Angriffe auf weitere Ziele
Zusätzlich wurde eine Rüstungsfabrik in der russischen Region Tambow beschossen, die südlich von Moskau liegt. Nach russischen Angaben wurden Ziele in der Stadt Mitschurinsk getroffen, wobei Nebengebäude eines Industriebetriebs, ein Wohnhaus und eine Bibliothek beschädigt wurden. Der Gouverneur der Region Tambow, Jewgeni Perwyschow, berichtete, dass es keine Verletzten gab.
Der Kreml nutzt den ukrainischen Drohnenangriff auf St. Petersburg, um vor einem internationalen Wirtschaftsforum in der Stadt die Fortsetzung des Krieges zu rechtfertigen.
„Allgemein kann ich sagen, dass wir die militärische Spezialoperation auch deswegen fortführen, damit es solche Schläge nicht gibt,“
sagte Kremlsprecher Dmitri Peskow laut russischen Nachrichtenagenturen.
Internationale Reaktionen und das Wirtschaftsforum
In St. Petersburg beginnt ein internationales Wirtschaftsforum, das von Präsident Wladimir Putin auch als „russisches Davos“ bezeichnet wird. Dort werden westliche Unternehmer und Wirtschaftsvertreter erwartet. Unter den deutschen Teilnehmern sind auch zwei Bundestagsabgeordnete der AfD, Markus Frohnmaier und Steffen Kotré. Ein Sprecher der AfD-Bundestagsfraktion erklärte, es sei wichtig, Kontakte zu allen Seiten zu pflegen und Gesprächskanäle offen zu halten.
Reaktionen des Kremls
Dmitri Peskow wies darauf hin, dass ein direkter Vergeltungsschlag in den Zuständigkeitsbereich des Verteidigungsministeriums falle und wich der Frage nach einer möglichen Reaktion auf die Angriffe aus.
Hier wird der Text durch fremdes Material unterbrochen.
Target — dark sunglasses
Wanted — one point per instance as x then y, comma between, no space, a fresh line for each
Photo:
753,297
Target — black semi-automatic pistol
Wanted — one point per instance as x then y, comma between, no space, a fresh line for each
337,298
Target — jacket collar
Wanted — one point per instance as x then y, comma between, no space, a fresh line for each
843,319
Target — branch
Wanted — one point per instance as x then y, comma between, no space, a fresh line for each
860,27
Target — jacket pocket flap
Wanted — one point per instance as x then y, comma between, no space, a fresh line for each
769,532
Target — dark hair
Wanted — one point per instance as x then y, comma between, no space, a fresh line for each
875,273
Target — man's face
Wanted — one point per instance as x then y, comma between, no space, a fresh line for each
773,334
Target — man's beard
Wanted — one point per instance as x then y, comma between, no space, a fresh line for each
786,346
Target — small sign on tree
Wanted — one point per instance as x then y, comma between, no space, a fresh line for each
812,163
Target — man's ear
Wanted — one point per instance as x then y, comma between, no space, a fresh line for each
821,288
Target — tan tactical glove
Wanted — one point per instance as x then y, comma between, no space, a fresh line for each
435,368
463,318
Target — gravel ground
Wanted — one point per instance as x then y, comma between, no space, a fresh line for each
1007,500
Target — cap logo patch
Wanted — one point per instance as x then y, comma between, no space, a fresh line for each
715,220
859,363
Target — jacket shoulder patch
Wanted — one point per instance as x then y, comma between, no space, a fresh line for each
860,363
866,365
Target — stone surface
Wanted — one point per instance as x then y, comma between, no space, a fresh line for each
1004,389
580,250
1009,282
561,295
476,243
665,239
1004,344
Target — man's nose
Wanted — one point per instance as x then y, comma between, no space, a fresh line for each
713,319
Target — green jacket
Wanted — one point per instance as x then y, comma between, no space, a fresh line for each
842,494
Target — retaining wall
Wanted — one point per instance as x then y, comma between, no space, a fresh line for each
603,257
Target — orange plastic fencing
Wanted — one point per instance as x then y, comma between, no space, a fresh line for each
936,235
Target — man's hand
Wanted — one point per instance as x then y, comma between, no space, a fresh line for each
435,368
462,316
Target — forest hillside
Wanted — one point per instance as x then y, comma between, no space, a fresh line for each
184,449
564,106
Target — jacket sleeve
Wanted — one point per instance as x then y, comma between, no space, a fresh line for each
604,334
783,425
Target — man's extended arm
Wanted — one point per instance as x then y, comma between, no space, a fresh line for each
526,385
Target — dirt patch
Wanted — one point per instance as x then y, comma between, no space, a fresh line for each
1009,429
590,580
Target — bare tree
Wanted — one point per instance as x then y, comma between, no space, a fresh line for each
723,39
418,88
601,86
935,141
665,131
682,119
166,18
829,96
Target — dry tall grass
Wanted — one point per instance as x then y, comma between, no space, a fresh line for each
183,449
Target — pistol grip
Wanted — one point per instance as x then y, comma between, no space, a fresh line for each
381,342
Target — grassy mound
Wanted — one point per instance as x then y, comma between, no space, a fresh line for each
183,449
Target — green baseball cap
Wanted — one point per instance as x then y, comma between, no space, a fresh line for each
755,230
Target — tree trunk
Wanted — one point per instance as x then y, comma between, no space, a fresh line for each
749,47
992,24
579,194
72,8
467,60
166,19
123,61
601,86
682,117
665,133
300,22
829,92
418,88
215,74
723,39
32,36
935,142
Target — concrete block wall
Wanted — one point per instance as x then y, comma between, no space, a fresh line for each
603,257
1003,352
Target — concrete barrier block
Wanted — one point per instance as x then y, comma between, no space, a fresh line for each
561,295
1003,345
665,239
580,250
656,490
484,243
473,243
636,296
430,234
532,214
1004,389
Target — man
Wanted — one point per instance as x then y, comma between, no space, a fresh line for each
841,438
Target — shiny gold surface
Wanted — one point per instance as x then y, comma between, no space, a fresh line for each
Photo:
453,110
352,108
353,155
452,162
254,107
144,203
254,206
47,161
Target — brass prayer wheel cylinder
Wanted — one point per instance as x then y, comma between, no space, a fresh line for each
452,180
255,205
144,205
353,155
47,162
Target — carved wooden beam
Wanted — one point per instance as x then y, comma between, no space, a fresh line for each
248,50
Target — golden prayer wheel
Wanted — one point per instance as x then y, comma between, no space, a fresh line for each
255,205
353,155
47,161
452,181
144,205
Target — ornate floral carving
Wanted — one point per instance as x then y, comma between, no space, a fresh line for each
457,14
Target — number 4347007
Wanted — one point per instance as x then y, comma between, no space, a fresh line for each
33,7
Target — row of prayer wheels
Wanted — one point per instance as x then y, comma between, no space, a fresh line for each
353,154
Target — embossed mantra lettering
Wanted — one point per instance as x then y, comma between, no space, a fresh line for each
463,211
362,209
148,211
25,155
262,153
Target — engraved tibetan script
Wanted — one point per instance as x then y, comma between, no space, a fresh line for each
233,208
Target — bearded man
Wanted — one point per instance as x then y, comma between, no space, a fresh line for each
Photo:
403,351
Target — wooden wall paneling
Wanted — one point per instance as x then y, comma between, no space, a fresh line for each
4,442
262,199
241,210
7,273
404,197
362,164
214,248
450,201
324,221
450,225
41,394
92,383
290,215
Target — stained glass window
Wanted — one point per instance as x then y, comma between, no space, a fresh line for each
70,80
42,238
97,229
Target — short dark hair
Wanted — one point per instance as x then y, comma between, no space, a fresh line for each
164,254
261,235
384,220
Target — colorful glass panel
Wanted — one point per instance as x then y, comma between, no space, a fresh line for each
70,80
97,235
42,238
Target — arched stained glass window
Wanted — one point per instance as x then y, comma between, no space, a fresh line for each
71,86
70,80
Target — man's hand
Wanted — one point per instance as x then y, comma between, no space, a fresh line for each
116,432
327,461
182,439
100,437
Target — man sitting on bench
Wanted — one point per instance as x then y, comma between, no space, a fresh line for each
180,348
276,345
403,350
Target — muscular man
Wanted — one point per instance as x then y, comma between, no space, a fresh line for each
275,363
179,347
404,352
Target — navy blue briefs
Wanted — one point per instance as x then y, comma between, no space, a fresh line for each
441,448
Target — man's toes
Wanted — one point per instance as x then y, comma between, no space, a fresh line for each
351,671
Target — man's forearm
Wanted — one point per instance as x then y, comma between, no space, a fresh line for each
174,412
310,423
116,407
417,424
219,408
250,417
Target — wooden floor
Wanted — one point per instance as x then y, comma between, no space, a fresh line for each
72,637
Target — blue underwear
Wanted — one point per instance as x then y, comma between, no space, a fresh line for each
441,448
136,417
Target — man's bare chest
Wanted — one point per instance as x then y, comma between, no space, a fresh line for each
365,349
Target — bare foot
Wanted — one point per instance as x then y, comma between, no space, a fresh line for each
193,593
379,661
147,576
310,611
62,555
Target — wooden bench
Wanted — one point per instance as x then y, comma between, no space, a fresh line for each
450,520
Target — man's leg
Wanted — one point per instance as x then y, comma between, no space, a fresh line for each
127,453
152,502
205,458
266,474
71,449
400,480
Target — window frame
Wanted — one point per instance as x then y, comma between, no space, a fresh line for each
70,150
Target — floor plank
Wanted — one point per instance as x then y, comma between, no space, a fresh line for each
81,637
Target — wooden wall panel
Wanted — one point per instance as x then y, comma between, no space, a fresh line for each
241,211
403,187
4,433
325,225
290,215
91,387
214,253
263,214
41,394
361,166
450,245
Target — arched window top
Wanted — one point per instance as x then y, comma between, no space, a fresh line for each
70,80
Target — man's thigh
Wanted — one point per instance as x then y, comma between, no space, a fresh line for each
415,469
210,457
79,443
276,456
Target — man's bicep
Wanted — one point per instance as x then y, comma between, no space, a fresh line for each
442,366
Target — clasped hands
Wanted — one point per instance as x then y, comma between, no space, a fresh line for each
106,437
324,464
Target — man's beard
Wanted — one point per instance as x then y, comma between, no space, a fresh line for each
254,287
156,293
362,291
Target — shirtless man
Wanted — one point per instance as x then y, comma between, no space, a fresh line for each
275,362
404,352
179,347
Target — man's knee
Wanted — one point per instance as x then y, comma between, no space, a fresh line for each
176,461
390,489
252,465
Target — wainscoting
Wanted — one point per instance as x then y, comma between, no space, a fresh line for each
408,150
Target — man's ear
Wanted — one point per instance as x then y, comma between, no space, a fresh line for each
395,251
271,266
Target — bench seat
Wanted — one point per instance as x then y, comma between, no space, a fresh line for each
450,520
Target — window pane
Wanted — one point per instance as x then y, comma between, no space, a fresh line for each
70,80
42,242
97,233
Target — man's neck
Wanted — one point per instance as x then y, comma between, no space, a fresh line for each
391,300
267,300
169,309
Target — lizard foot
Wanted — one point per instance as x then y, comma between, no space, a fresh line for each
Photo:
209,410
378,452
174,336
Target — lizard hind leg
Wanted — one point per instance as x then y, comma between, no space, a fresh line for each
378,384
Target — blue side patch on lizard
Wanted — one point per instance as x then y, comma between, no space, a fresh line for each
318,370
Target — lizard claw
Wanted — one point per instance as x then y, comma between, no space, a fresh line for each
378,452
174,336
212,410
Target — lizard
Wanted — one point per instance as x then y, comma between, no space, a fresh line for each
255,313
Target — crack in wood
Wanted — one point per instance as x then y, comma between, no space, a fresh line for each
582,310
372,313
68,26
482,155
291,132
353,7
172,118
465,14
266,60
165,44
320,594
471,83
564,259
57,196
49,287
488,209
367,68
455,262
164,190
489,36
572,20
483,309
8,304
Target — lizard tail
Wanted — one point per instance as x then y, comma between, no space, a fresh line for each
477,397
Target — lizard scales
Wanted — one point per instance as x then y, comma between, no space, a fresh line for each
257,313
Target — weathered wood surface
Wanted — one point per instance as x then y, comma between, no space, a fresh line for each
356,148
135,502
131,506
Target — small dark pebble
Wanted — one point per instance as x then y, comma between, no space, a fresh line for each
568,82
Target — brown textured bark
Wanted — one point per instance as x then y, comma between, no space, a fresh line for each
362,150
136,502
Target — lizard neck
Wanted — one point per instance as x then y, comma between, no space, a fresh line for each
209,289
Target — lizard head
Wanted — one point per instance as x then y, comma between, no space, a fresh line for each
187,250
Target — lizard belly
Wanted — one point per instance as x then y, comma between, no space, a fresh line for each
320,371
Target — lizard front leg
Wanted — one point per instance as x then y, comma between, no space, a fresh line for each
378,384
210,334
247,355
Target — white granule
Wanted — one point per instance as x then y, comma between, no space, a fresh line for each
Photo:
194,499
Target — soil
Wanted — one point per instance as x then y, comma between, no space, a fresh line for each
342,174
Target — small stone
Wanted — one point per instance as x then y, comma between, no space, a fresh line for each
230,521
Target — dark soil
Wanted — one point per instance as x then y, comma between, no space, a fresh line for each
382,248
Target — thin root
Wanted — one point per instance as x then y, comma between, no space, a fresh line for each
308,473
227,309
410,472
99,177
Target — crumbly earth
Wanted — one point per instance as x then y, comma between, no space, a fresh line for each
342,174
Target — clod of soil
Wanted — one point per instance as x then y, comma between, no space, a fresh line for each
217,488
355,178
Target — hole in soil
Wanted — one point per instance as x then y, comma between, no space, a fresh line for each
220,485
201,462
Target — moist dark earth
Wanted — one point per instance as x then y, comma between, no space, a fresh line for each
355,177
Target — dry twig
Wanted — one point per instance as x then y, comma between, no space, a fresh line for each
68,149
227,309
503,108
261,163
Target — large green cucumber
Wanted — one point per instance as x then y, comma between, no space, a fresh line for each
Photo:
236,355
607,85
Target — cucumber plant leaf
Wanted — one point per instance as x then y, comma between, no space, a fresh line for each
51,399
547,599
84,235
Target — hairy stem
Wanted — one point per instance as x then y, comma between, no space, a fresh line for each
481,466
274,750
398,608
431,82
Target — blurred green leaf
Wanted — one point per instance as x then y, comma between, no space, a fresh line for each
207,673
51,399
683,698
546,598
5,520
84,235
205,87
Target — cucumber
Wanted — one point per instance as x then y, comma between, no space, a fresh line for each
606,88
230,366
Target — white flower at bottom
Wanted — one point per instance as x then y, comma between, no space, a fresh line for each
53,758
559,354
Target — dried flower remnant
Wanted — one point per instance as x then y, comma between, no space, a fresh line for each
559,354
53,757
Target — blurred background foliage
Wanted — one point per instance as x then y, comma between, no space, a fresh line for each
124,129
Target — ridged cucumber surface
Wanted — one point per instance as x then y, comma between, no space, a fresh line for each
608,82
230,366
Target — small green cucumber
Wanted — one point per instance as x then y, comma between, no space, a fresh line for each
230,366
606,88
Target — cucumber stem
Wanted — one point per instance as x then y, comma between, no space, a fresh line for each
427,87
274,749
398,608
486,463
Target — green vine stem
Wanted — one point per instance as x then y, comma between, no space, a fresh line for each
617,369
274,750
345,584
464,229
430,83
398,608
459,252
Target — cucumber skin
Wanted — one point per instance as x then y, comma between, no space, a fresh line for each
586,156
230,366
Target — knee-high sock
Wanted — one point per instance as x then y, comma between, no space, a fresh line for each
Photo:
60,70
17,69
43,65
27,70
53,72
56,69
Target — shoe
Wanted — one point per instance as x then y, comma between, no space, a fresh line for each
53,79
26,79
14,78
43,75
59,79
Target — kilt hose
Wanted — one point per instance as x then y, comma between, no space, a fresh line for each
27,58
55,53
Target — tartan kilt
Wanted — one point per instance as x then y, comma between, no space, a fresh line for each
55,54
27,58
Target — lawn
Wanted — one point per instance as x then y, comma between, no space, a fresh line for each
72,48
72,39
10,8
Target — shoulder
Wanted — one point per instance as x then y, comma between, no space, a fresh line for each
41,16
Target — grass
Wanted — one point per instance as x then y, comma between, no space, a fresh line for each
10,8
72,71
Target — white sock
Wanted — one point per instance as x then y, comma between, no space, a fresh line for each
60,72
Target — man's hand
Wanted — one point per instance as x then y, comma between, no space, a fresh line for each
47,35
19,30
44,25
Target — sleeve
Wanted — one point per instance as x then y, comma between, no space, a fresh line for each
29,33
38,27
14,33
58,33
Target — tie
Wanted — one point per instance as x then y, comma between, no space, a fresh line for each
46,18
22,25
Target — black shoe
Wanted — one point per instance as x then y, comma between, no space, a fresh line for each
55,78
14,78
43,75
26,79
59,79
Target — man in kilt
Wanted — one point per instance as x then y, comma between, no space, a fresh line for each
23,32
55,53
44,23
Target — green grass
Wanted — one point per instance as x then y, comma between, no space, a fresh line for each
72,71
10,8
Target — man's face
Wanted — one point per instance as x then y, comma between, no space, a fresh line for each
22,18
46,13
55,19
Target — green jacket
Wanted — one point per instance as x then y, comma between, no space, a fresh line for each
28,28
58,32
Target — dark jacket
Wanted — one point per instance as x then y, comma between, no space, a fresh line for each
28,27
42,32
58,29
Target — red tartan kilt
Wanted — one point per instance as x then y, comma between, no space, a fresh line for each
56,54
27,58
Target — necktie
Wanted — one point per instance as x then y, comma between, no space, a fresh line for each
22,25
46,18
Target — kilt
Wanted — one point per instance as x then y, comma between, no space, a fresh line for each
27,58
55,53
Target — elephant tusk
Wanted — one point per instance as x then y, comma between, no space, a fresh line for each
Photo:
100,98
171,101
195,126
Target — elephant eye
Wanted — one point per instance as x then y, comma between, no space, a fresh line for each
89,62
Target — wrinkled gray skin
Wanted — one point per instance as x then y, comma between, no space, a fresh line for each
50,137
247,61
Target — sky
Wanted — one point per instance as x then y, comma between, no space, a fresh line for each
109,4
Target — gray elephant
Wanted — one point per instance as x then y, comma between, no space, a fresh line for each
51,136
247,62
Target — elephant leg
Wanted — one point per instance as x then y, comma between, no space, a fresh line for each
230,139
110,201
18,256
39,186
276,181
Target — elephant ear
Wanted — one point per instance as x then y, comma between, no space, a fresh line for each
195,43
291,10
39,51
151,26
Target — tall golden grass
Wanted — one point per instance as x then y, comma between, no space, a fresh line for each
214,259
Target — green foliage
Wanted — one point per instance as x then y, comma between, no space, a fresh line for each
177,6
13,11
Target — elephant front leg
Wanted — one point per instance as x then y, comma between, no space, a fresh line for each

„Ich möchte Sie an die Erklärung des Außenministeriums erinnern, in der es heißt, dass unsere Reaktionen systematisch sein werden, und das sind sie auch schon,“
fügte der Sprecher des Präsidialamtes in Moskau hinzu.
Die Situation bleibt angespannt, während die militärischen Auseinandersetzungen zwischen der Ukraine und Russland weiterhin andauern.